Kahlon worked with Clay Johnston when he was associate vice chancellor of research at the University of California, San Francisco, then followed him in August 2014 to Austin after he took the top Dell Med job.

Outside of educating future physicians, Dell Med plays an important role in shaping health care technologies and treatments. That includes partnering with outside groups — but not just the traditional medical organizations that are used to working with medical schools. That could include sectors from logistics to software, for example.

Those novel relationships are aimed at moving the conversation about fixing health care beyond finger-pointing and onto the solutions needed to make the system more accessible and equitable.

"The business model of health and health care needs to be reframed so that we are incenting the kinds of behaviors and activities that actually improve health," she said.

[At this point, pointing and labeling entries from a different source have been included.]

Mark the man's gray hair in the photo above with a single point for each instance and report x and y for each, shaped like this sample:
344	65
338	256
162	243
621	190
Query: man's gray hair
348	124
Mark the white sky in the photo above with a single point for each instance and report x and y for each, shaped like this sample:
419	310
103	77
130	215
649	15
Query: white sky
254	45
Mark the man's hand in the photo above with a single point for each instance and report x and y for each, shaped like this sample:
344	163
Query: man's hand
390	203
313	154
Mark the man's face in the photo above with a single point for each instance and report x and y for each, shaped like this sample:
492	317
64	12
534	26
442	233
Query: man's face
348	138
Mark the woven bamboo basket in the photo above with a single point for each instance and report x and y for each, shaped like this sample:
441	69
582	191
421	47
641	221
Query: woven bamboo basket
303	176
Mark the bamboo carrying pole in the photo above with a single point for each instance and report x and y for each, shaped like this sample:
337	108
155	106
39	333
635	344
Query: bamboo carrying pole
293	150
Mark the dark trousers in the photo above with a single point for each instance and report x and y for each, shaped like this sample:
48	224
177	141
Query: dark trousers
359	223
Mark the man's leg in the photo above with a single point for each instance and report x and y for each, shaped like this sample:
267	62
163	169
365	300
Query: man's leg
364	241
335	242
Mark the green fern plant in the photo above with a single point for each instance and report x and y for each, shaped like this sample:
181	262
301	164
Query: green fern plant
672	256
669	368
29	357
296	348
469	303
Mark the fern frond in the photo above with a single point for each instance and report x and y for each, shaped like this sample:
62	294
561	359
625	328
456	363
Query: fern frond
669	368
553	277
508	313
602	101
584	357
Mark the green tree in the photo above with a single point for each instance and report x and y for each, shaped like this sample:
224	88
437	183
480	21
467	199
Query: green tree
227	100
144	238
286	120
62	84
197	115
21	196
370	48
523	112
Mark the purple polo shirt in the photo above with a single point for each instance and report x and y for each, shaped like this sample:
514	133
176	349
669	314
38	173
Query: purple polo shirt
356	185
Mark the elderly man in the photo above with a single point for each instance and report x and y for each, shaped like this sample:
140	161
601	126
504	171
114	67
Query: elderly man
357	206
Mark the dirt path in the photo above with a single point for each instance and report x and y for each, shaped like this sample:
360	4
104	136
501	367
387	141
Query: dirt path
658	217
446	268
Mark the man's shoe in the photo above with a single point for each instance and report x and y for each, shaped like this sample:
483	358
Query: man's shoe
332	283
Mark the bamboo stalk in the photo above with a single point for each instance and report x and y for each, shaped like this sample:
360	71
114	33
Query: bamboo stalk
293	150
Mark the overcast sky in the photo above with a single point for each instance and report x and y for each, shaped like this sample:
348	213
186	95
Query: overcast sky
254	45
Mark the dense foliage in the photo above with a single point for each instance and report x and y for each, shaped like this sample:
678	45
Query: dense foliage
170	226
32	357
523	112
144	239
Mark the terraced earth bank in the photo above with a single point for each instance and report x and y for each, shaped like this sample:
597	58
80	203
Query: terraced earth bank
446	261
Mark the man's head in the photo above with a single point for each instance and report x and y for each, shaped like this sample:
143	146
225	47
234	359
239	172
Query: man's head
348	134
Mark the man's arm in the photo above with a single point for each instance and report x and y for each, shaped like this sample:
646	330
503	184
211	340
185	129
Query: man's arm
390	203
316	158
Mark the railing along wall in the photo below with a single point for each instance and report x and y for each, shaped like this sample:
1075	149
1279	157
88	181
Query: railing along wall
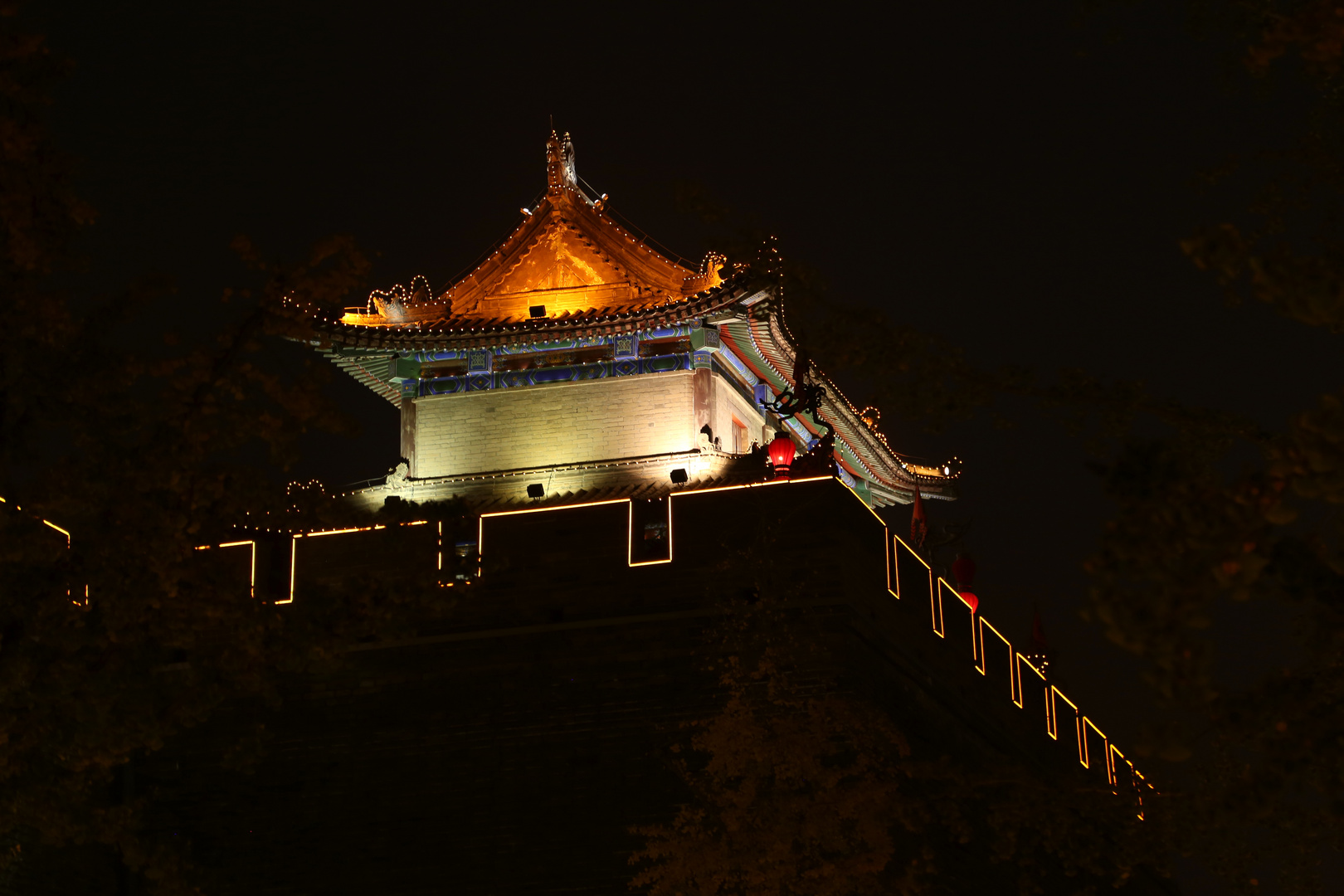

Additionally, Dell Med's intense focus on commercialization sets it apart from many traditional medical schools, Kahlon said. That includes the Texas Health Catalysts program, which funds research completed in UT labs that shows promise of being turned into viable products.

Kahlon is also helping create the so-called "Innovation District" that is envisioned springing up around the medical school, where academic research will meet market forces to spawn a life sciences and health care industry hub.

Kahlon, who was born in India, was one of the honorees in the 2016 Profiles in Power awards program by Austin Business Journal. She arrived in the United States in 1987 to pursue her dream of attending college in America.

Now at the forefront of innovation in health care and medical education, Kahlon wants other leaders in her field to take a holistic view of reforming the industry.

"We have to step back and really ask: What does it mean to focus on health and being healthy rather than on health care and intervening for the sake of intervening?" she said.